Mariotti.Mariotti sur Positive Noirceur : le spleen comme puissance, l’obscurité comme refuge
Il y a dans la démarche de Mariotti.Mariotti quelque chose d’aristocratique, au sens baudelairien du terme : une élégance dans la douleur, une recherche du beau dans ce qui fait mal. Avec Positive Noirceur, premier album ambitieux et viscéral, le rappeur corse (né à Ajaccio en 1997) livre une œuvre dense, ciselée, dont l’énergie contraste avec la gravité du propos. Un disque qui ne cherche ni à plaire ni à séduire mais à faire ressentir — une introspection coup de poing enveloppée dans une esthétique électro-rap aussi raffinée qu’incandescente.

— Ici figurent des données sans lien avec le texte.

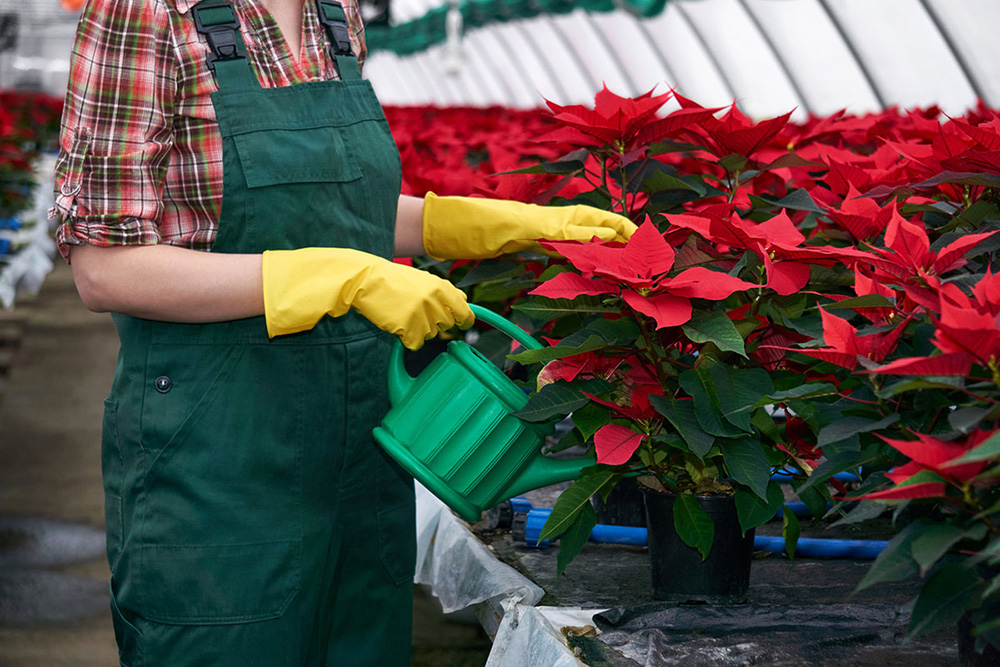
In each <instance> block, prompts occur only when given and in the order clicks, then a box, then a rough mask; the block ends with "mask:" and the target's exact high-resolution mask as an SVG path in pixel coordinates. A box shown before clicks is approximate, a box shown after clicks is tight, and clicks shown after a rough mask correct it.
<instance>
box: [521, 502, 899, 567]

Formé au droit, au théâtre et à l’économie avant de devenir ingénieur son et collaborer avec des poids lourds comme Rilès ou Ninho, Mariotti.Mariotti (alias Ugo Mariotti) ne s’improvise pas rappeur — il s’auto-construit, il sculpte son langage à coups de textes tranchants, d’ambiances travaillées et de beats sombres flirtant avec la techno. Depuis ses EP ACTION et RÉACTION, il trace une ligne claire : hors du rap formaté, place à la nuance, à la faille, à l’instinct poétique. Positive Noirceur en est l’aboutissement.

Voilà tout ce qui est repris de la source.